Enantioselective Synthesis of Difluoroalanine

The functionalization of compounds with fluorine atoms can be useful for tuning their physicochemical properties, in particular, in medicinal chemistry. Incorporating fluorinated amino acids into peptides is interesting in this context. CF₂H groups, for example, can act as hydrogen-bond donors and change the lipophilicity of compounds. However, amino acids with such substituents are not well-studied. For β,β-difluoroalanine (DfAla), for example, there are limited examples of reported enantioselective syntheses, and this non-natural amino acid had not been incorporated into peptides in an enantiopure form so far.

Benoît Crousse, Université Paris-Saclay, CNRS, Orsay, France, Thierry Brigaud, Université Paris-Saclay and CY Cergy Paris Université, CNRS, Cergy-Pontoise, France, and colleagues have developed a straightforward synthesis of (R)- and (S)-difluoroalanine, incorporated the amino acid into diastereomerically pure tripeptides, and evaluated how they affect the hydrophobicity of the peptides. The team started with the condensation of difluoroacetaldehyde ethylhemiacetal with (R)-phenethylamine to obtain an imine. A Strecker-type reaction with trimethylsilyl cyanide (TMSCN) then gave an amino nitrile as a mixture of diastereomers.

The diastereomers were separated by column chromatography. Hydrolysis of the nitrile function, debenzylation, and fluorenylmethoxycarbonyl protecting group (Fmoc)-protection of the amino group then gave enantioenriched Fmoc-amino amides. Acidic hydrolysis of the amide group then gave Fmoc-difluoroalanine (pictured).
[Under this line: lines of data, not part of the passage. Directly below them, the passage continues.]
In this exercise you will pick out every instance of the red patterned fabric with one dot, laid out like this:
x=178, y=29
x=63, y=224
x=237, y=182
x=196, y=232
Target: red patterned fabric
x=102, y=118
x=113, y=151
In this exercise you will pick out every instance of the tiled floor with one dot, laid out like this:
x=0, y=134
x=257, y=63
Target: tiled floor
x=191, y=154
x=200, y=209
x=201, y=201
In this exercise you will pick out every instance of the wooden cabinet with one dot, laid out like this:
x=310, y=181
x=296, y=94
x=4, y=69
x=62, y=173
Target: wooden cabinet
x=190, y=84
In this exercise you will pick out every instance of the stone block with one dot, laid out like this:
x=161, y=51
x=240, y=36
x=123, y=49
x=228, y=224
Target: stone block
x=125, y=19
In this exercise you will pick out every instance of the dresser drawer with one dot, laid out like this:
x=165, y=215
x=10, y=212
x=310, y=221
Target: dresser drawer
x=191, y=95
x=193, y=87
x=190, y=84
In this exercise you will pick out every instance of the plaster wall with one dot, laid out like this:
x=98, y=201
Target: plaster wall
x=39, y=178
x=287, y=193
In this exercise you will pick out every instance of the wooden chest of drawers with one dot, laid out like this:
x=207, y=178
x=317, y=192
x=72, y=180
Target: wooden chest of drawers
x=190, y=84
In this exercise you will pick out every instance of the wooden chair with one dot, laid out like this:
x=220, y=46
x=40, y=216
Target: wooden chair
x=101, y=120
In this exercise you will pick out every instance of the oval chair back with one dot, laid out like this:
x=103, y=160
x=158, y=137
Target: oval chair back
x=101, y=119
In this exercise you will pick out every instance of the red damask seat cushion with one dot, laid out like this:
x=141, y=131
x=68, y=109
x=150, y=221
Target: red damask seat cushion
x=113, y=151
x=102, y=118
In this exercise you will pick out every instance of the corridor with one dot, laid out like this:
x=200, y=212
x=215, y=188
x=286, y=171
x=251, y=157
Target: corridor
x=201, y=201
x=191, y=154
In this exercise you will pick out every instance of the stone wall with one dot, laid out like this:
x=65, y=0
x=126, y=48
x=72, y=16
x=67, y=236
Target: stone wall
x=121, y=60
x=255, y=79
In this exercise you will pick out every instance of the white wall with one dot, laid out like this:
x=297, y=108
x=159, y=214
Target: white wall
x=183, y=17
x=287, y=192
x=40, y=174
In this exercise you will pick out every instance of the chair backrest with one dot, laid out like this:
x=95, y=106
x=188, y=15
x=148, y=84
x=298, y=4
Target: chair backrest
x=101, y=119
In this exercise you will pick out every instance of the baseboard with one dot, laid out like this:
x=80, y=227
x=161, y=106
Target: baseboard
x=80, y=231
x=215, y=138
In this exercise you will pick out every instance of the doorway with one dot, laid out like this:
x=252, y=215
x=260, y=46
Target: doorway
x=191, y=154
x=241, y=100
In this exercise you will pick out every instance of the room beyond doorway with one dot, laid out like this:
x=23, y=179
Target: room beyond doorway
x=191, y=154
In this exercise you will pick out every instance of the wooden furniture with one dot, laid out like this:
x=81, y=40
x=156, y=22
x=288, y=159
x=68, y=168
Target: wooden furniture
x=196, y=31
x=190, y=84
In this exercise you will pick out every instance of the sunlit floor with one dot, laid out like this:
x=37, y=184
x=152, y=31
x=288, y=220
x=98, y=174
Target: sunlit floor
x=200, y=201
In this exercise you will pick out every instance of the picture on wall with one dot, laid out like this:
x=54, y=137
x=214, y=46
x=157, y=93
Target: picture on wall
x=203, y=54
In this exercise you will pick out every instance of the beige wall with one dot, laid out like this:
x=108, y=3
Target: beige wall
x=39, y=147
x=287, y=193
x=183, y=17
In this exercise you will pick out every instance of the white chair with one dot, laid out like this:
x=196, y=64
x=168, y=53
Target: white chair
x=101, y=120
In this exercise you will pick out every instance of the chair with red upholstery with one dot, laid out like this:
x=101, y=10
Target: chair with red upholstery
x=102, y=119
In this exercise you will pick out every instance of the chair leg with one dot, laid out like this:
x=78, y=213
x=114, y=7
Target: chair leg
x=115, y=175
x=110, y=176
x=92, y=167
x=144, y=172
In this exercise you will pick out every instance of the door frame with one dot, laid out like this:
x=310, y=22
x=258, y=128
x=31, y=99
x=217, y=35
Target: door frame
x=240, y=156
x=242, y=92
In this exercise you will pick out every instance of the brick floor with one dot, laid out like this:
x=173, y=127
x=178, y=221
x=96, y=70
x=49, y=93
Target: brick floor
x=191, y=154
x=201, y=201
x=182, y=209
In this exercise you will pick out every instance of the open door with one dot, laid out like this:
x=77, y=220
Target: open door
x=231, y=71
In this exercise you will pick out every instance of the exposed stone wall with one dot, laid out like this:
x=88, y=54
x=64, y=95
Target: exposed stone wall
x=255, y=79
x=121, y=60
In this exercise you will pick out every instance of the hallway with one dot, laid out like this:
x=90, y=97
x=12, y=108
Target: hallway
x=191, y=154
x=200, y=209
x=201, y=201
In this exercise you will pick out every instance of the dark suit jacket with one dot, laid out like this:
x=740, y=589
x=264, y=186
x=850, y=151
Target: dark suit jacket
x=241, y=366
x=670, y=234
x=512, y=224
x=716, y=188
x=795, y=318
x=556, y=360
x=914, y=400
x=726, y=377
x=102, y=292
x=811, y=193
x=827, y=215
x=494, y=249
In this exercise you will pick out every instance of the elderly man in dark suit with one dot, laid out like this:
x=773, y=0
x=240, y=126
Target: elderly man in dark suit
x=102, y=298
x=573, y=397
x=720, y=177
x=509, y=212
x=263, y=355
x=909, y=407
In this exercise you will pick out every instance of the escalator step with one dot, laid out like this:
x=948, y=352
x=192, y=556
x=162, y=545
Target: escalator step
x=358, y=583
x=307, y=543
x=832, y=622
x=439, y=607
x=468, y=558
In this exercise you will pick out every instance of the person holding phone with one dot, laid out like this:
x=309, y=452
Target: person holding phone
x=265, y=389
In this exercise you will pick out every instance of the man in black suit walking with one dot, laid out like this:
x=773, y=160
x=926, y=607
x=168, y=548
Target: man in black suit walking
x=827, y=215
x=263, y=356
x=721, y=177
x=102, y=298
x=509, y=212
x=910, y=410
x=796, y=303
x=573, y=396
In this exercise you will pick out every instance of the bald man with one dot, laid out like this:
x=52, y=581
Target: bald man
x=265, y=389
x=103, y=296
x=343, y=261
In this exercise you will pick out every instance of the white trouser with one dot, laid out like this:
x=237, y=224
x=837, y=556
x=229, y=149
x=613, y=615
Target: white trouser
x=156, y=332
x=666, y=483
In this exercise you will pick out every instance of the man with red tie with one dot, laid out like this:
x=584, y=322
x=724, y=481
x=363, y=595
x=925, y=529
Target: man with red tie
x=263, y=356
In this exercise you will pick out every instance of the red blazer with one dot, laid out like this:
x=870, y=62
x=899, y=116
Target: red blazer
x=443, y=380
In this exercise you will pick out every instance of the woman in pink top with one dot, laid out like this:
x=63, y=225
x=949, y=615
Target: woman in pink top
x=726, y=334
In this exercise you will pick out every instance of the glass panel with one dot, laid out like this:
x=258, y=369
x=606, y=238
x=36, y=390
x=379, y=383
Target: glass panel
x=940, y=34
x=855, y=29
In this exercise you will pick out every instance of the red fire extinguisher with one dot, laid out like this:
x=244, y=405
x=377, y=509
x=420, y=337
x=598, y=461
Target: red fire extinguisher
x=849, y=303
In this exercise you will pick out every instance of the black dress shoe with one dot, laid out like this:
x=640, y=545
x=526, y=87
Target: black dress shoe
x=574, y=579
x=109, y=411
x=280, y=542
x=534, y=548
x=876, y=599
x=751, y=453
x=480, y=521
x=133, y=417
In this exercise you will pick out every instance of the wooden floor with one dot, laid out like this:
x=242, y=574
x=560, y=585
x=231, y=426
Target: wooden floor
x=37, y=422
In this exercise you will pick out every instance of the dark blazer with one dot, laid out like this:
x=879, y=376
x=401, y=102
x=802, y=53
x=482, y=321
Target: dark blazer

The synthesized N-protected fluorinated amino acid was then used in peptide coupling reactions to form tripeptides. The team determined the local hydrophobicity change caused by the CF₂H group by measuring the chromatographic hydrophobicity index of the tripeptide H₂N-Ala-DfAla-Leu-OH and comparing it with those of suitable reference tripeptides. The team found that the CF₂H group provides nearly the same hydrophobic contribution as the side chain of isoleucine, but the CF₂H group has a smaller van der Waals volume. This could be useful in fine-tuning peptide properties.